Current News: An Even Easier Way For Web Audiences To Get On TV

current-loo.pngAs Al Gore’s Current Media gets ready for its IPO, the cable channel is drawing more on its Website audience for TV content. Today, it is launching Current News, a three-minute wrap-up culled from audience submissions on the Web that will play every hour on Current TV. As such, the site now has a new look, with the audience contributions front and center. Each one can be voted up the page, and at the very top are the most popular, which get packaged together every hour on TV in the new Current News segment. The video can also be seen on the Website.

From the very beginning, Current has solicited submissions from its Web audience. About a third of the segments on the news channel are shot and produced by freelancers who submit via the Website. If their video is played on TV, Current pays them at least $1,000. But, says Current’s Web strategist Robin Sloan, “There is a pretty limited audience of people who can create good stuff. We wanted to give more people a chance to contribute.” So last October, the company relaunched its Website as Current.com (from Current.tv), and let the audience items that are easier to create than a fully-produced TV-quality video. They were allowed to submit links, YouTube videos, Flickr photos, and Webcam comments.
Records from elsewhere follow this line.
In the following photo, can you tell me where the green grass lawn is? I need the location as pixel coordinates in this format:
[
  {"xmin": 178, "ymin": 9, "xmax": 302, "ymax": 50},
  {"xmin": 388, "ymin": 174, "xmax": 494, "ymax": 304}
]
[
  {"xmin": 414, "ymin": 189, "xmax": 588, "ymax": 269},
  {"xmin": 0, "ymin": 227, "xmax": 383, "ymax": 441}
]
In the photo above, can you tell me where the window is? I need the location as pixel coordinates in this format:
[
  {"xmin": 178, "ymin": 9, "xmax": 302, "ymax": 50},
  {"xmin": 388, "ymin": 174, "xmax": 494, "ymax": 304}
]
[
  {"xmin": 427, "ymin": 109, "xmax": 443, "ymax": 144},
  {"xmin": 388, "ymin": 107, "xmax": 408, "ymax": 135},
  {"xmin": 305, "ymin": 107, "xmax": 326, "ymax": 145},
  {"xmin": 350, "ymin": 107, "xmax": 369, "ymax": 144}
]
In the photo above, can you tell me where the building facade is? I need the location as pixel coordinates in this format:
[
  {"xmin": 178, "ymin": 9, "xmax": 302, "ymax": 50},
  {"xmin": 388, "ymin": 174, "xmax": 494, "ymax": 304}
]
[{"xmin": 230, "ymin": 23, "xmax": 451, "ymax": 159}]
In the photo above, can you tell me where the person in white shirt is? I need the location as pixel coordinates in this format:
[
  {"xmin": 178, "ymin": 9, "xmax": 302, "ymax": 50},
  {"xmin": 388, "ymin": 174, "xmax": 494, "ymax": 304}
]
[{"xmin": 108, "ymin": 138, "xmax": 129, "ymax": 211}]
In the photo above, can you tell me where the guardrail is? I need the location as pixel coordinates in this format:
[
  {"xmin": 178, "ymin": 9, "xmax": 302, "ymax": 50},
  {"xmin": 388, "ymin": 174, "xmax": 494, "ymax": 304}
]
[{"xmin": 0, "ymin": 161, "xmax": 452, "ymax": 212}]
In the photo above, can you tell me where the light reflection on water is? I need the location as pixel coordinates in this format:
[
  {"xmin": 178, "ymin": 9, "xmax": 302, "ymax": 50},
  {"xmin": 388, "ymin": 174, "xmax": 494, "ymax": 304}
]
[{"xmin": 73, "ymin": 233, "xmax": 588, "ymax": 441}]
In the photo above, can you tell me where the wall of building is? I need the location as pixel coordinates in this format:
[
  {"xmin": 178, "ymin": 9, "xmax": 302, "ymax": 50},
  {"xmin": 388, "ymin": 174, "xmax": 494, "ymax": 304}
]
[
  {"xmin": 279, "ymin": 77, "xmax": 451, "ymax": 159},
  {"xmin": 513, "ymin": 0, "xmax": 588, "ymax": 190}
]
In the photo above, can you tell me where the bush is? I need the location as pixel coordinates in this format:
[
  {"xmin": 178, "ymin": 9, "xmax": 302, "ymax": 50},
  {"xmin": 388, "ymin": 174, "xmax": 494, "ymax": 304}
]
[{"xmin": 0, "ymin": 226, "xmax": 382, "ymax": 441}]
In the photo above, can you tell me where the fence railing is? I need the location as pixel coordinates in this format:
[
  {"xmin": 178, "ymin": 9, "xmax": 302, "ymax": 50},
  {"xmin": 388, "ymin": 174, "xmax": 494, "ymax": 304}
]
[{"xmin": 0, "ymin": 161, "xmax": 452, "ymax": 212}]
Now, with Current News and the redesign of the site, the audience contributions that are voted to the top of the page are put together into a video by editors at Current, who throw in some graphics and a quirky computerized female voice that narrates. The feedback loop between the Website and the TV channel will now be measured in hours, not days. “This is the perpetual beta taken to TV,” says Sloan. Here is an example of what the mashup video looks like:

http://current.com/e/88883469
The robot voice really needs to go.

Current Media makes nearly all of its money from the cable channel. Last year, it lost $9.7 million, on revenues of $63.8 million. But revenues grew 68 percent, and its Websiet is finally starting to show some signs of life. Sloan says monthly uniques are at 1.5 million. ComScore measured about 500,000 U.S. visitors in February, which spiked up from 150,000 before that (see chart). Making it easier to get on TV and revolving the entire site around that should help the Web traffic even more.